One of the things that really pisses me off about this software is the complete lack of documentation. It’s really obvious to me that they’re just trying to push people into their hosting service. I’ve really never seen anything like this before.

This is the best I can find on when to update, from the co-founder:

What is the right time to update?

It just depends on the time you have available and how close to bleeding edge you want to be. If you have non-official plugins, it is highly advisable to utilize a test/staging site. If you do not have any non-official plugins, you can likely upgrade immediately, but even then, some plugins may break for a couple of days as the team fixes them (there are a lot of them).

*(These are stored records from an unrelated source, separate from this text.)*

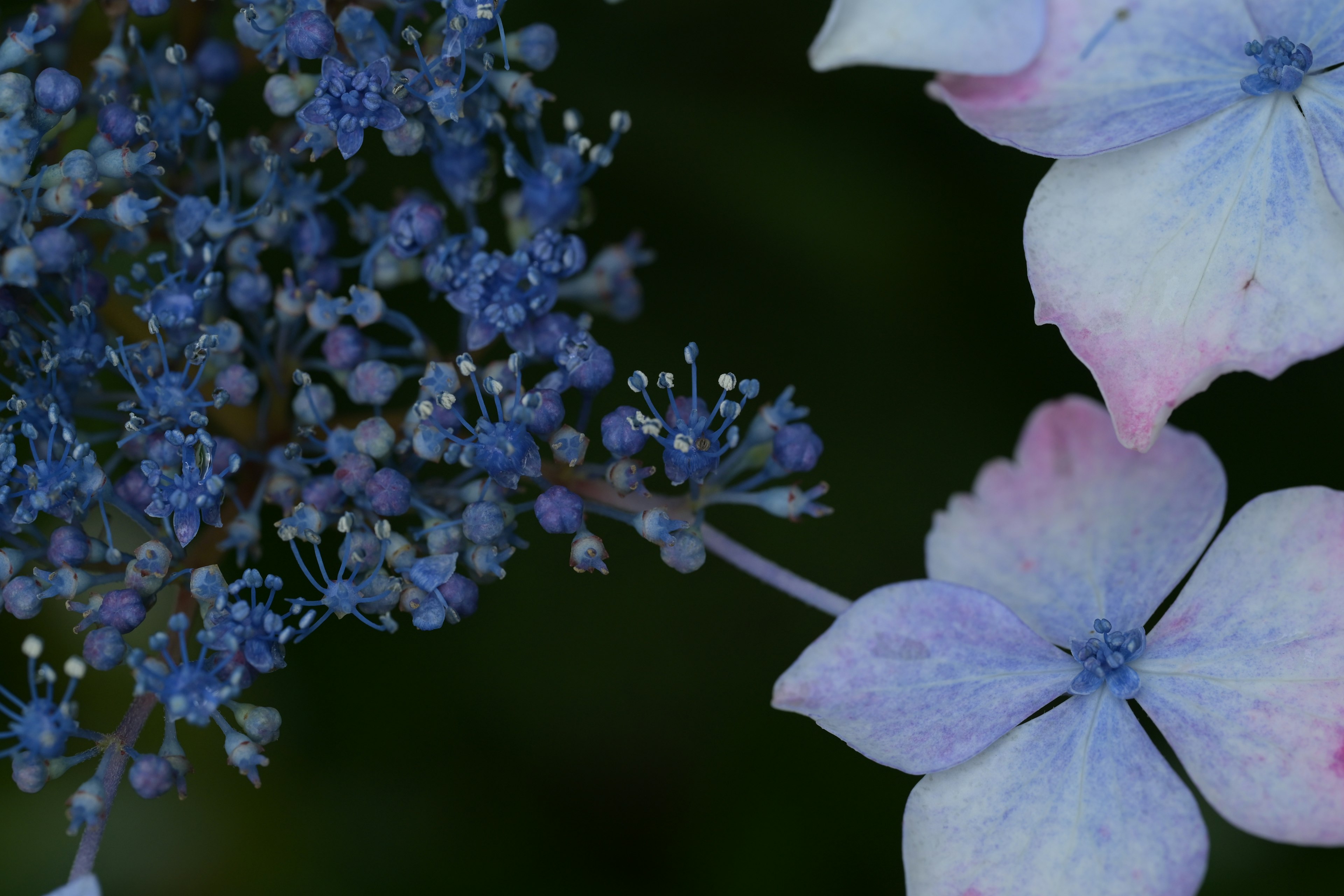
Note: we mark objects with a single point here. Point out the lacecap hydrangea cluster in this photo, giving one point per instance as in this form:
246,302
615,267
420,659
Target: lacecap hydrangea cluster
158,271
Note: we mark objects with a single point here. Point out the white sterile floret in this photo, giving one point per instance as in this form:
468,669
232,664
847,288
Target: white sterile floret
647,425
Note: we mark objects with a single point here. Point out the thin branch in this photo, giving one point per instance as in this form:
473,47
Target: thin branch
772,574
126,735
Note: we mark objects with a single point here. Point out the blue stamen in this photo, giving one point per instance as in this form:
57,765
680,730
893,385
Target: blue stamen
1104,659
1283,65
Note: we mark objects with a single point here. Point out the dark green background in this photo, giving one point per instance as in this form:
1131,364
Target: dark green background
613,735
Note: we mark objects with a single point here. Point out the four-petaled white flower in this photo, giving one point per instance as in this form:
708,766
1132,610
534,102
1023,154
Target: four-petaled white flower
1078,540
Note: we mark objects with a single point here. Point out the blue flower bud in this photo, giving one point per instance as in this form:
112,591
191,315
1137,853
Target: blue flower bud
118,124
460,594
57,92
622,432
659,528
69,545
151,777
123,609
483,522
628,477
569,445
428,612
259,723
104,649
686,554
796,448
241,385
558,510
22,597
373,383
389,492
588,553
413,226
310,35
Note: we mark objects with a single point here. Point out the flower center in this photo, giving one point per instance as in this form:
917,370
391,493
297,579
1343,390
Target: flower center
1104,657
1281,66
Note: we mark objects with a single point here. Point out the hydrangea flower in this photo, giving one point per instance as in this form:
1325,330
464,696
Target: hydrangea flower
969,37
1077,542
1193,225
349,100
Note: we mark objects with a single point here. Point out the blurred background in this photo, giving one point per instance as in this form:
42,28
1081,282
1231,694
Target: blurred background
613,735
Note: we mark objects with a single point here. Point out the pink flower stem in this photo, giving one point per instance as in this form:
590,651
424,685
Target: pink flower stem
126,735
772,574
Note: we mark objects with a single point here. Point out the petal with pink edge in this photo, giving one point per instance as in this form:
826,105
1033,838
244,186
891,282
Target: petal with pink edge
1245,673
1077,801
974,37
924,675
1318,23
1210,250
1078,528
1111,78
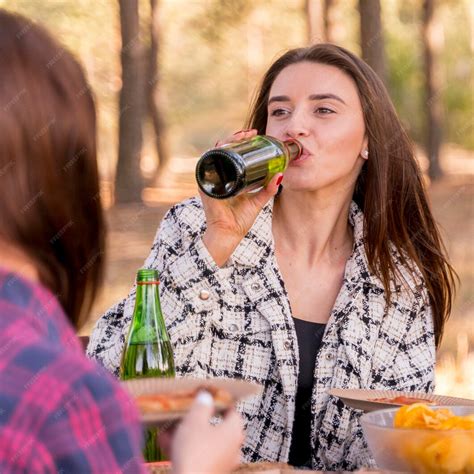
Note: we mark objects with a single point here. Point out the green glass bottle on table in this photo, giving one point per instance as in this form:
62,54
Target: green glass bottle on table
148,351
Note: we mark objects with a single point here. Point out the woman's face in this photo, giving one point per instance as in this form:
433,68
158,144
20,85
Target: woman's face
319,106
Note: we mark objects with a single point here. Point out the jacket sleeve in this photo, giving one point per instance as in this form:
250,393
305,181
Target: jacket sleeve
190,286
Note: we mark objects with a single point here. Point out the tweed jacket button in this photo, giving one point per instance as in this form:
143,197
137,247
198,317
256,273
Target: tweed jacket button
204,295
233,327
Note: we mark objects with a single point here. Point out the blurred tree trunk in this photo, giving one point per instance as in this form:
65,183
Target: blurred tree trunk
153,94
319,24
128,179
329,26
432,87
371,36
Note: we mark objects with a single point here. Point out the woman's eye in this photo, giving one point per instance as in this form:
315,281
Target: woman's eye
324,111
278,112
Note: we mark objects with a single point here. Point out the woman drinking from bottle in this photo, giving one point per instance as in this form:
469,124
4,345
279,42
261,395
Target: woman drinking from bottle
339,280
59,411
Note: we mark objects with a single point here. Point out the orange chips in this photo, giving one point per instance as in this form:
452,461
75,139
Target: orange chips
419,415
445,444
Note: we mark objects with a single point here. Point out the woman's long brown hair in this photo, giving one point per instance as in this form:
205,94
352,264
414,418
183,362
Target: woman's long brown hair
49,184
389,189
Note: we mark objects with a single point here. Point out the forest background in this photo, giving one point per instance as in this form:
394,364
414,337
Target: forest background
170,77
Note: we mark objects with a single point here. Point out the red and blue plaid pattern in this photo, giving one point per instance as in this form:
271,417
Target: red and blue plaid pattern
59,412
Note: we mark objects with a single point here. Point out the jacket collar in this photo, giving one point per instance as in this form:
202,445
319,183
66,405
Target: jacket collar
255,246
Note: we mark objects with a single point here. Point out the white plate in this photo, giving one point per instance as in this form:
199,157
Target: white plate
238,389
364,399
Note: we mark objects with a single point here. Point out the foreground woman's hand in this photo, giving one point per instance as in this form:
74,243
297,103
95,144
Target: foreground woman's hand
229,220
198,447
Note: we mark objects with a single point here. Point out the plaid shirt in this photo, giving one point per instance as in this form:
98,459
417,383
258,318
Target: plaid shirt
59,412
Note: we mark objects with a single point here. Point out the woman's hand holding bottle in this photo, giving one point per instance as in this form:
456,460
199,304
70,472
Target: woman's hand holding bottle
229,220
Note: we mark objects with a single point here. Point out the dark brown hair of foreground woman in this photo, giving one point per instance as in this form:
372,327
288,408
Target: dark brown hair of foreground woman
49,185
390,189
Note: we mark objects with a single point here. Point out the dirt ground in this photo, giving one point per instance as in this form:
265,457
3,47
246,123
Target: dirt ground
132,229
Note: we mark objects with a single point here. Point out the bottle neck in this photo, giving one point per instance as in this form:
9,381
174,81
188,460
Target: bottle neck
148,323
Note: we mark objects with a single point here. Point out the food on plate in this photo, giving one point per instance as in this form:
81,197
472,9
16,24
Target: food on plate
182,400
444,446
402,400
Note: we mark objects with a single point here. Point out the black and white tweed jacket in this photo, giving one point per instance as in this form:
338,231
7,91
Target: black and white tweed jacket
236,322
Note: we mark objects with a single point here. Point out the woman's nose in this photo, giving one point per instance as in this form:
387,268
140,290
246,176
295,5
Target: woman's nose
297,126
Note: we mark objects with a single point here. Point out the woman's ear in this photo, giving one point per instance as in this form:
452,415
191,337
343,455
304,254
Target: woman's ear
365,150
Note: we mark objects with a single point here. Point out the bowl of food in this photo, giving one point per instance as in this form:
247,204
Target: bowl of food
422,439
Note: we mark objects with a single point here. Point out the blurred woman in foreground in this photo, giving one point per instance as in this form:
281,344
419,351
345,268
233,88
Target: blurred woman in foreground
60,412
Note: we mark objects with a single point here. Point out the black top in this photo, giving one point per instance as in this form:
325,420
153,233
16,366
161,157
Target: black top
309,337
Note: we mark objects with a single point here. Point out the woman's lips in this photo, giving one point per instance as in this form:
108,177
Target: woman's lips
306,154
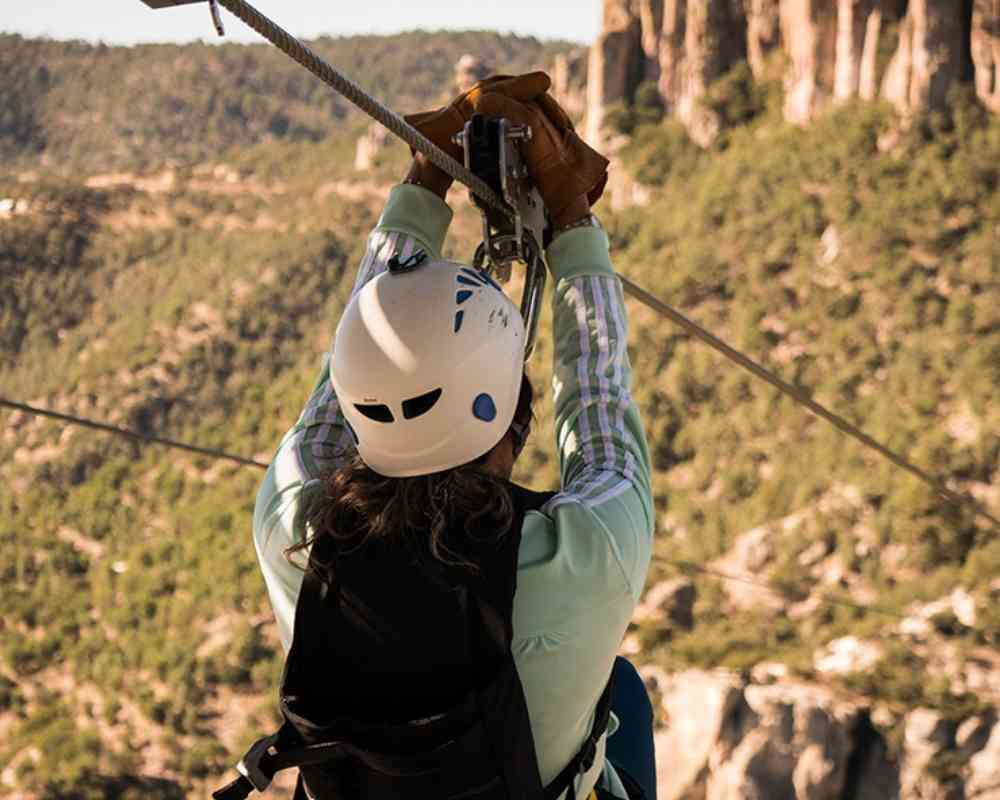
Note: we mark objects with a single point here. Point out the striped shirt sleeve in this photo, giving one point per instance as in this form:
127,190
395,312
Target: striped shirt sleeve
604,459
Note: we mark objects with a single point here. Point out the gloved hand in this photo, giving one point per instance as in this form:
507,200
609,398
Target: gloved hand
441,124
568,172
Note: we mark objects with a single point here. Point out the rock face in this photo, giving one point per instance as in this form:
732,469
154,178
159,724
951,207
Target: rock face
369,144
930,56
569,81
615,64
763,37
712,39
469,69
725,739
982,773
823,51
985,51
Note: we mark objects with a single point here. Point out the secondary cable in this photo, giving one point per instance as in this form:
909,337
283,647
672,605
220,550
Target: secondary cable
145,437
683,565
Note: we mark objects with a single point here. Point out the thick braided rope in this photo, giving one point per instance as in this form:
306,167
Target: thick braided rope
299,52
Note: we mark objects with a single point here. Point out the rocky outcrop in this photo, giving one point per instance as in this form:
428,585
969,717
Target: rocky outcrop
985,51
615,65
859,25
668,604
650,28
930,56
982,771
469,70
373,140
809,33
726,739
707,715
799,747
824,51
569,81
714,40
763,37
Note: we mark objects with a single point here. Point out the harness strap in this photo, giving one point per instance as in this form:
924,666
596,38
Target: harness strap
584,759
259,774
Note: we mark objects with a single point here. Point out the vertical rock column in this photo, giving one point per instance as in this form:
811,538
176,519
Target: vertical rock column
859,23
701,40
809,31
930,56
569,81
615,64
985,43
650,26
763,37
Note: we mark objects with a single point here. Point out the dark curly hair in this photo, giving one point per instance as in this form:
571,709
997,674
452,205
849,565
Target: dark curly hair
357,505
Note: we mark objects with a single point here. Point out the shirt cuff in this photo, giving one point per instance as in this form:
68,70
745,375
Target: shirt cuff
418,212
580,251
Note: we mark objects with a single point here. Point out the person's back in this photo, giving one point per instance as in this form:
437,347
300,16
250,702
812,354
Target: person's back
582,553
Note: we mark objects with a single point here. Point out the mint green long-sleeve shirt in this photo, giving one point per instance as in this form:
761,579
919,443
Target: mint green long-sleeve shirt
584,556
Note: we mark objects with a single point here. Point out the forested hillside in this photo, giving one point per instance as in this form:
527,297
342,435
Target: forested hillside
172,104
179,230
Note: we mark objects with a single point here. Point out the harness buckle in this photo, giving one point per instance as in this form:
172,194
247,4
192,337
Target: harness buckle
249,766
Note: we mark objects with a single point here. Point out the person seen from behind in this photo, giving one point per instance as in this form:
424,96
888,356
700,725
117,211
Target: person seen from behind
458,631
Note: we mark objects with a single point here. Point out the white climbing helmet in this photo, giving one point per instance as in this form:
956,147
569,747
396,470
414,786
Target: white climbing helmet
427,365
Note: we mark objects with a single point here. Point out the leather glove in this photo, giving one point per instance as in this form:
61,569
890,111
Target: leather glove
442,123
563,166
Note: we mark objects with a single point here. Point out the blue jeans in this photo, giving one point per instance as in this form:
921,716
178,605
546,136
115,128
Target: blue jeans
630,749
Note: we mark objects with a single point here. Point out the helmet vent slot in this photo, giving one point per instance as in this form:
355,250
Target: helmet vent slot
417,406
379,412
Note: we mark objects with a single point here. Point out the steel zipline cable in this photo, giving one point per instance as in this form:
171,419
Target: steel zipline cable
683,565
299,52
127,432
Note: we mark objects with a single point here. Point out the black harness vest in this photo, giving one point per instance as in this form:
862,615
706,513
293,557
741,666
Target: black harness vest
400,682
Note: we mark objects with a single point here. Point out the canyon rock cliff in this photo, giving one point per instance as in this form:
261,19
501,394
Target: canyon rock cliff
909,52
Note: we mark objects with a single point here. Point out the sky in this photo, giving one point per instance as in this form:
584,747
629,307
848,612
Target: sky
131,21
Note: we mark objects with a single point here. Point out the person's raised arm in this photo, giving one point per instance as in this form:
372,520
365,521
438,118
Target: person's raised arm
604,460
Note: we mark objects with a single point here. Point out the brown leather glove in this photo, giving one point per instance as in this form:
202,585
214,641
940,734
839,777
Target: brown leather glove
442,123
563,166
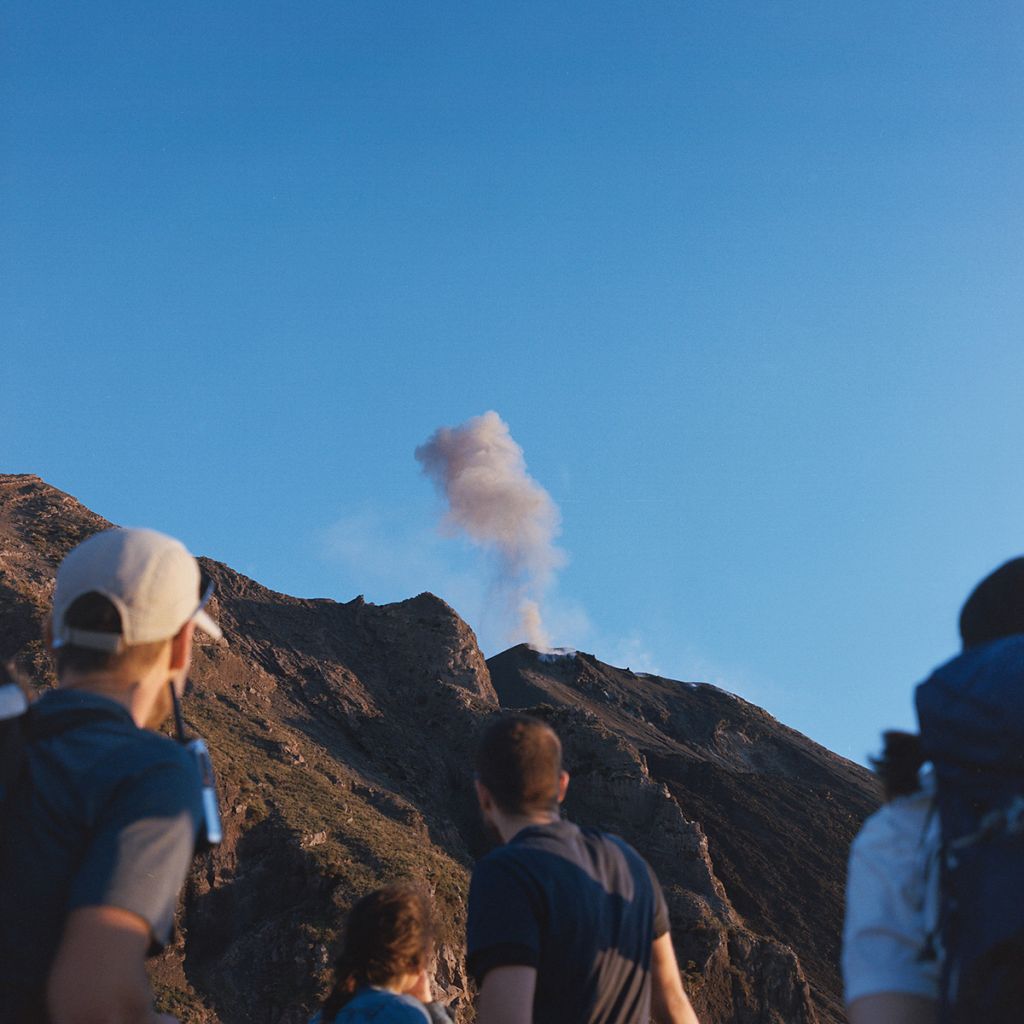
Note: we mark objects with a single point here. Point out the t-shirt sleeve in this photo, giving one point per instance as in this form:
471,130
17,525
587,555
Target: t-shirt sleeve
142,846
503,927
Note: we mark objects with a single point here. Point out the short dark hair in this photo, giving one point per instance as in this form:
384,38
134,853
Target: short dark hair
519,760
388,933
995,607
97,613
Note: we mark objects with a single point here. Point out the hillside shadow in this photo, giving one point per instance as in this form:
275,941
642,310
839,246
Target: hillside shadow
249,939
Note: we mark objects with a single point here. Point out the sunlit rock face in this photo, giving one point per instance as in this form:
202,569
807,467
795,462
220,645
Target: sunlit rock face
343,736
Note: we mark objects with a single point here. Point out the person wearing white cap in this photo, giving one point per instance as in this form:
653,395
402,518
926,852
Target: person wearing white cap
100,830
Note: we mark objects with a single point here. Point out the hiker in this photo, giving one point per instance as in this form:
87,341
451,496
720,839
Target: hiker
565,925
951,871
100,826
381,975
889,974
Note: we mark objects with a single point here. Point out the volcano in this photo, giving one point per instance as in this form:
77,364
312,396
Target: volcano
343,736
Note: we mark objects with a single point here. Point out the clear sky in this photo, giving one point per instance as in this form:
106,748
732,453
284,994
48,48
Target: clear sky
744,280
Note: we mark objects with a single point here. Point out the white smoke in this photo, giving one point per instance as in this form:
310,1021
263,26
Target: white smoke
493,500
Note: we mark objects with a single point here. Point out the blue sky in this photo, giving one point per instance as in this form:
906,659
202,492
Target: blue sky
744,280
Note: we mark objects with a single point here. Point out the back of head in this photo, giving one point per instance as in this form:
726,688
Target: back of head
995,607
388,934
120,597
519,760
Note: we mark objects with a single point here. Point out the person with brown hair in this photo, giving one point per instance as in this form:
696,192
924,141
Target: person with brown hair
100,825
565,925
382,974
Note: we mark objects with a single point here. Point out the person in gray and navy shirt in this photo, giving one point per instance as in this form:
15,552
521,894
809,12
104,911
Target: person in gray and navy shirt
100,827
565,925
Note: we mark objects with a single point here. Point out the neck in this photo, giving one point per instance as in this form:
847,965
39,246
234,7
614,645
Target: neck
509,825
144,697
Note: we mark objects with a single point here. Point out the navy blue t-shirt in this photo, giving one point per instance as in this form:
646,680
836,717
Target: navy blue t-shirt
580,905
108,816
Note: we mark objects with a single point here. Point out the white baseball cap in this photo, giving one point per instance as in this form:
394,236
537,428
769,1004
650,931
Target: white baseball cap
150,578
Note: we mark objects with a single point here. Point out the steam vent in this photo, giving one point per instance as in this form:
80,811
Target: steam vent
343,735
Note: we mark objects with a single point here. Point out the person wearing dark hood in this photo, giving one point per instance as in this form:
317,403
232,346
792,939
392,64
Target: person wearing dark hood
935,901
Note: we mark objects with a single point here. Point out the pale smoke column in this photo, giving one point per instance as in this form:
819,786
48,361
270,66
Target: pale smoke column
481,472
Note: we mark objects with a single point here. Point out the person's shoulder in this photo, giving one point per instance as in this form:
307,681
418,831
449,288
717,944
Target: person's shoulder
382,1008
901,822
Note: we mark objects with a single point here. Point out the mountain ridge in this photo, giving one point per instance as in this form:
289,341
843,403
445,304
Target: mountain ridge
343,736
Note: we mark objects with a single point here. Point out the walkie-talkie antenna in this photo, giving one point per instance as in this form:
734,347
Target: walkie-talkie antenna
179,722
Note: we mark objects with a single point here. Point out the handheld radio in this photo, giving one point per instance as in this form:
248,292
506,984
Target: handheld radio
210,830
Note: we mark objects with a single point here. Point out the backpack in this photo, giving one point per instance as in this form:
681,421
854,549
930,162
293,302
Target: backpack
971,715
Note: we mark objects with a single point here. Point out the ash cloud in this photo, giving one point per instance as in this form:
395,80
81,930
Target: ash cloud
481,473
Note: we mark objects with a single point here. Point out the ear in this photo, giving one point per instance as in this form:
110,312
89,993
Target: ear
483,797
181,647
563,784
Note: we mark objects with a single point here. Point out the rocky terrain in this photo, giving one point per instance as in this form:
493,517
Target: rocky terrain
343,738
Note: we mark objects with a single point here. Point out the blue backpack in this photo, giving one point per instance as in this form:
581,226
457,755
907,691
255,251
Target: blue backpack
971,714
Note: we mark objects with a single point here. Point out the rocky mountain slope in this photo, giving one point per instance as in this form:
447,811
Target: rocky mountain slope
343,738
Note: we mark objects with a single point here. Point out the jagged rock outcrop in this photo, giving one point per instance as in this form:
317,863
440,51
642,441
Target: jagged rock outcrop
343,737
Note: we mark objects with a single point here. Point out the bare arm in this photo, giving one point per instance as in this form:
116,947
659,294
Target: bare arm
98,975
507,995
892,1008
669,1003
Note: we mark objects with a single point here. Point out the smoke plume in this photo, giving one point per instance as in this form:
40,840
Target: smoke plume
494,501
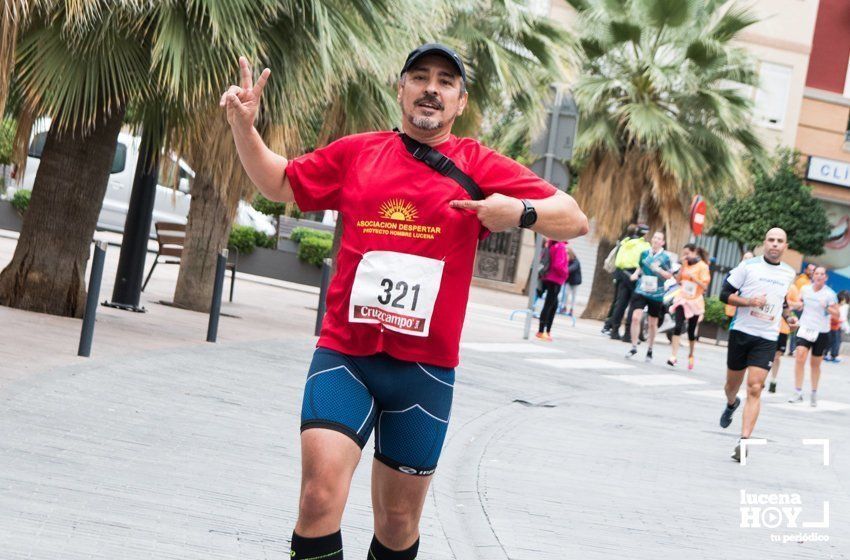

What is common practice when updating with many plugins installed?

If you have a lot of plugins, testing locally or on a test server is highly advised. Especially if you have non-official plugins, as something could have broken. If you find something does break, then it is a matter of, do you have time to fix it? Does the original plugin author have time to fix it? Either of those could take weeks. So at least this way, you simply have a broken test site and not a broken production site.

Lol no, sorry, beta is a snapshot of tests passed. Sorry I am tired and had kind of a long week.

But I really think running the stable branch is probably what we want. We run some plugins, and I dont know enough about them yet to know whether they’re likely to break or not. I don’t even know what they do yet.

1 Like

Cool, I found more DATA:

Screen Shot 2021-01-22 at 9.59.23 PM

All of our plugins are widely used official ones. They are very unlikely to break on a routine update.

1 Like

There will be a reboot tomorrow morning (Sunday, Jan 24) at approximately 10:30AM EST. The website may become unavailable intermittently for a few hours.

The site launcher is a bash script! (my main language). I like to read these things and understand how they work before I use them. I am a little anal about it unfortunately, but it seems pretty well written. I have some issues with the style, but it’s easy to read. Reading other people’s bash can be like reading someone else’s handwriting, it just makes no sense to anyone but the person who wrote it.

Updating twitter/google keys today, and making sure the SMTP stuff is all ready to go before I flip the switch in the morning.

I definitely understand being nervous for the first rebuild, but they become super routine once you have a few under your belt. Whenever I’m uncertain of something I remind myself that Discourse is in active development by a large team, led by a couple of people who are widely known and well respected in the development community. I’ve learned to trust them over the past year and a half (even if all the image resizing/rehosting stuff is still a mess).

1 Like

I’m more nervous because I’m making changes to a live site. I’ve never really worked that way - there’s always a staging/test site to work with. That’s probably overkill for us with like ~50-100k pageviews and 200-250 daily users, but it’s not nothing.

I am also a little error prone. But you’re right, the more I am reading about this the more comfortable I’m getting.

But this stuff is interesting to me anyway. I’m the type of person that needs to go way down the rabbithole in tech I use. It makes me a little slower, but I gain a deeper understanding that lets me fix issues I otherwise probably couldnt.

adding this to my wishlist:

Ok. I have set up mailgun (I think) on mailgun’s end and in the domain settings. Now I have to wait 24-48 hours for the DNS changes to propagate.

I may have done something wrong - but I have really no way of knowing without just waiting. The restart in the AM may not happen. Hopefully everything went well and the dns changes propagate by then. If not, I’ll have to reschedule.

Going to test twitter/google stuff in the AM for sure but that does not require a restart.

Note: I registered for mailgun and provided a payment method. It is free for 3 months. Then it is literally pennies a month after that for our purposes. I’ll pick up that tab, lol.